I learned quickly how to bathe, comb my hair, make a sandwich, and even write a bit with my left hand. Friends decorated my black fibreglass cast with their names using gold and silver metallic Sharpies. Every morning I woke up disbelieving what had happened. It was months before I came to terms with the fact that reality still held space for my physical body. People would always say, “ooo I’ve got shivers!” or something like that, when I told them about August 16, 2019, the Angel Man, and time’s window of error. And so it went on that I justified a higher power. I guess I remembered how to be genuinely grateful, not because it was fashionable or performative, but because I really did break down and cry when I sat by myself long enough to think about how I shouldn’t logically be breathing anymore.
Fast forward to November. I was out of the cast and decided to check out the annual Meet the Presses Indie Book Fair at Trinity-St. Paul’s on Bloor. I clearly remember walking there as if it were the most effortful endeavour of my adult life. It was a crisp, cold day, but it was sunny. I had homework to do and I was meditating on that, but some force pulled me to this event, so I let my feet find their rhythm. I started power walking down Huron after I found out over Facebook Messenger that the time of a big award announcement was going to be much sooner than I’d originally budgeted for in my route.

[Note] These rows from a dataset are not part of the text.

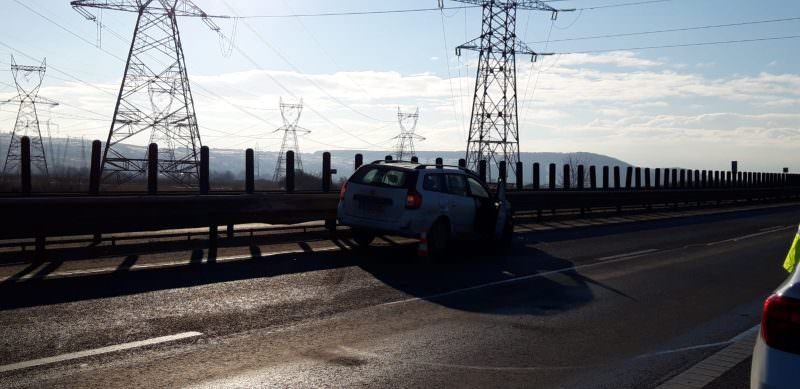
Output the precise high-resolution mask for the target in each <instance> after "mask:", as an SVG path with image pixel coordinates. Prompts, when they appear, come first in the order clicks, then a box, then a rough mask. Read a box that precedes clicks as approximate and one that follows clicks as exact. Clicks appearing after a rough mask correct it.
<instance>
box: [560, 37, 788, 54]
mask: <svg viewBox="0 0 800 389" xmlns="http://www.w3.org/2000/svg"><path fill="white" fill-rule="evenodd" d="M797 38H800V35H788V36H776V37H767V38H754V39H737V40H729V41H714V42H696V43H680V44H674V45H661V46H641V47H627V48H616V49H600V50H584V51H571V52H565V53H558V54H593V53H608V52H612V51H631V50H650V49H669V48H675V47H693V46H714V45H726V44H734V43H747V42H763V41H776V40H785V39H797Z"/></svg>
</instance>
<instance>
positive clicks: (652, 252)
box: [595, 249, 658, 261]
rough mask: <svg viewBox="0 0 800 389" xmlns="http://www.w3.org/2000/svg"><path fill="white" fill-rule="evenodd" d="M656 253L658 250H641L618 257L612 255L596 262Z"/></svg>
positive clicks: (597, 259)
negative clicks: (618, 258) (598, 261)
mask: <svg viewBox="0 0 800 389" xmlns="http://www.w3.org/2000/svg"><path fill="white" fill-rule="evenodd" d="M656 251H658V249H647V250H641V251H634V252H632V253H625V254H617V255H612V256H609V257H602V258H597V259H595V260H596V261H608V260H610V259H617V258H627V257H636V256H639V255H643V254H650V253H653V252H656Z"/></svg>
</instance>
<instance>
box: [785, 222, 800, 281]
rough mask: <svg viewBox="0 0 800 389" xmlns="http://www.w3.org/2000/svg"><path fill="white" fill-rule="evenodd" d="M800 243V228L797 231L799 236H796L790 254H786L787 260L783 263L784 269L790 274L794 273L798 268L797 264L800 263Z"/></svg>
mask: <svg viewBox="0 0 800 389" xmlns="http://www.w3.org/2000/svg"><path fill="white" fill-rule="evenodd" d="M798 242H800V228H798V229H797V235H795V236H794V242H792V248H790V249H789V254H786V260H785V261H784V262H783V268H784V269H786V271H788V272H789V273H791V272H793V271H794V267H795V266H797V262H798V261H800V250H799V249H800V248H798V247H797V246H798Z"/></svg>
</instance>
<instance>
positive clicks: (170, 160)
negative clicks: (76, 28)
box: [70, 0, 221, 186]
mask: <svg viewBox="0 0 800 389" xmlns="http://www.w3.org/2000/svg"><path fill="white" fill-rule="evenodd" d="M70 4H71V5H72V7H73V8H74V9H75V10H76V11H78V13H80V14H81V15H83V16H84V17H85V18H87V19H89V20H91V21H95V22H97V17H96V16H94V15H93V14H92V13H90V12H89V10H87V8H99V9H101V10H102V9H109V10H116V11H126V12H133V13H136V14H138V17H137V19H136V27H135V28H134V32H133V39H132V40H131V47H130V51H129V53H128V61H127V64H126V66H125V75H124V76H123V79H122V85H121V86H120V89H119V96H118V98H117V104H116V108H115V109H114V119H113V120H112V122H111V129H110V131H109V133H108V141H107V142H106V147H105V151H104V153H103V161H102V170H103V181H104V182H106V183H108V182H109V181H111V183H113V184H122V183H125V182H128V181H130V180H133V179H135V178H136V177H138V176H140V175H143V174H144V173H145V171H146V170H147V156H146V155H145V156H144V158H142V156H141V155H138V156H137V155H132V154H133V153H134V151H133V150H132V148H130V147H128V146H126V145H124V144H122V142H129V143H135V142H136V141H139V142H138V143H144V141H146V140H149V141H150V142H155V143H158V146H159V148H158V171H159V173H160V174H162V175H164V176H167V177H169V178H171V179H173V180H174V181H176V182H178V183H179V184H182V185H186V186H194V185H197V183H198V178H199V168H200V161H199V152H200V148H201V147H202V142H201V140H200V132H199V130H198V127H197V116H196V115H195V108H194V100H193V99H192V92H191V88H190V86H189V76H188V75H187V72H186V61H185V58H184V55H183V46H182V45H181V37H180V34H179V32H178V19H177V18H178V17H181V16H187V17H200V18H202V20H203V22H204V23H205V24H206V25H207V26H208V27H209V28H210V29H211V30H212V31H215V32H217V33H218V34H221V33H220V28H219V26H217V24H216V23H214V21H213V20H211V19H209V17H208V15H207V14H206V13H205V12H203V10H201V9H200V8H198V7H197V6H196V5H195V4H194V3H192V2H191V1H190V0H78V1H72V2H70ZM147 132H149V134H148V133H147ZM148 135H149V137H148Z"/></svg>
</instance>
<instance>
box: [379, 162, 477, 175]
mask: <svg viewBox="0 0 800 389" xmlns="http://www.w3.org/2000/svg"><path fill="white" fill-rule="evenodd" d="M403 163H404V164H409V165H411V164H413V165H416V166H415V167H414V169H417V170H424V169H441V168H452V169H458V170H461V171H464V172H467V173H470V174H473V175H475V176H477V173H476V172H475V171H473V170H471V169H469V168H467V167H464V166H458V165H445V164H441V165H437V164H435V163H434V164H431V163H419V162H413V161H405V160H400V159H392V160H388V161H387V160H385V159H378V160H375V161H372V162H371V163H370V164H403Z"/></svg>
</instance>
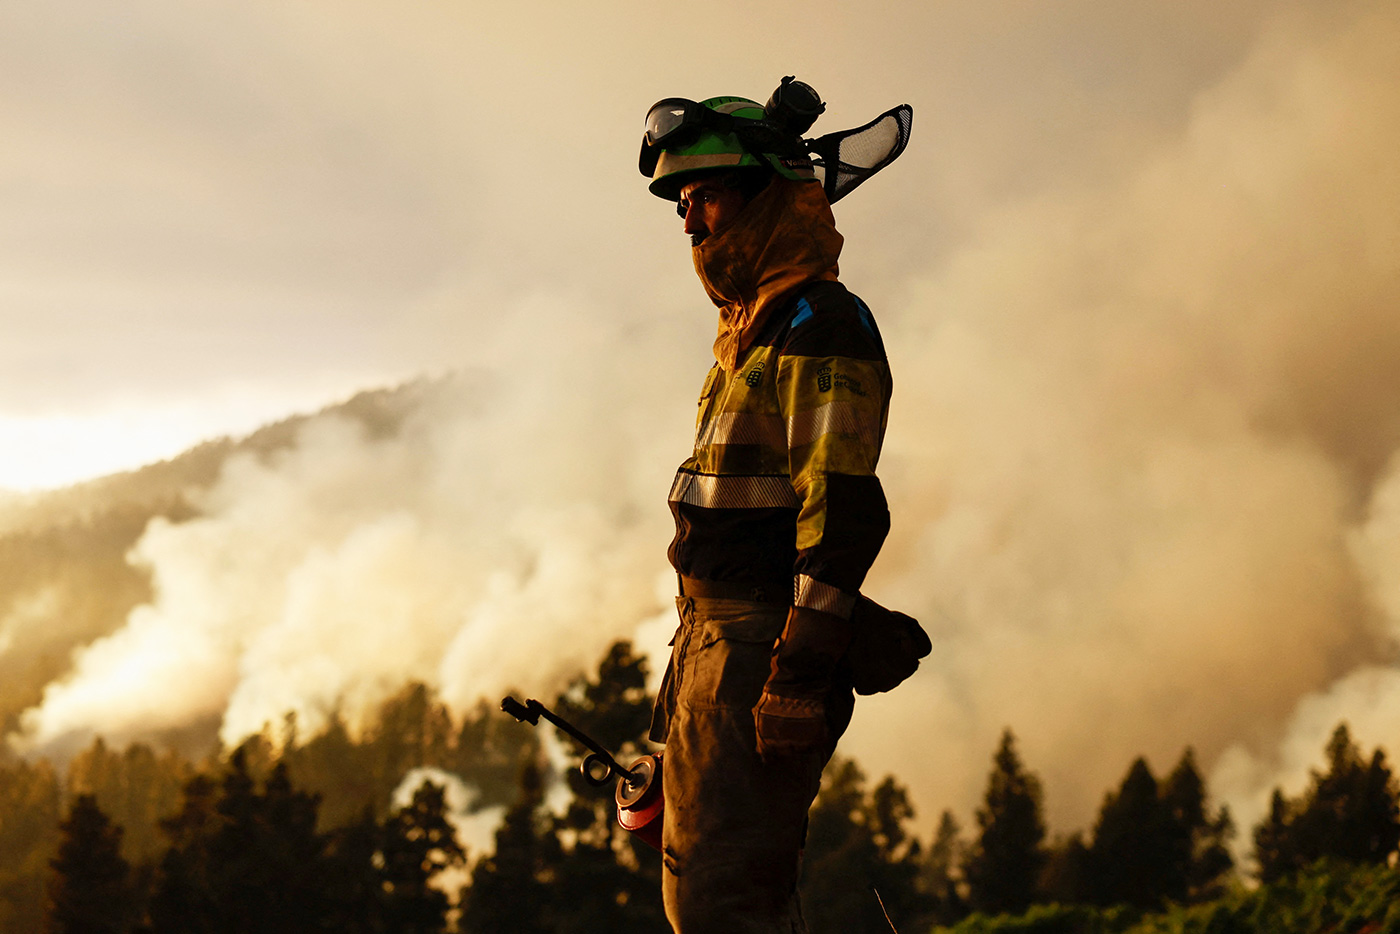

When I burst through the doors of the church auditorium, sweating and sunglass-ed, everyone was stock still and an announcement was already in progress. The speaker stood at a microphone immediately in front of a statue of a painted blue Madonna. His voice boomed and my breath felt maleficent, interrupting the reverence of the room. The speaker began a tribute to a late Canadian poet named Nelson Ball, who had made exceptional and inspiring contributions to the independent literary community throughout his life. Ball was obviously beloved by this group of people, as a palpable hush fell over the crowd. Then to my surprise, the date and time of his death was pronounced in memoriam. August 16, 2019, within minutes of my incident. I was convinced right away that it couldn’t be a coincidence. I walked home afterwards with shivers of my own, my coat flapping open in the wind and the sparkles in the snow on the sidewalk blinding my bare eyes. Almost every morning of autumn, I’d returned to the site of the accident looking for the mysterious man who saved my life. I’d asked at stores in the area, scoured alleyways, and peeked inside windows, but maybe he was never there to be found.
If I had been meant to die on August 16, 2019, and I’d relived any scenes as I faced up towards the sky on Queen at Beverley, I know the ones that would have flooded my mind. Almost like little inside jokes, some days have led me to people I’ve been unknowingly poised and privileged to encounter. I’ll be writing about a few of my favourites over the next couple months in this blog, as well as publishing some special features on the topic of fate vs. coincidence.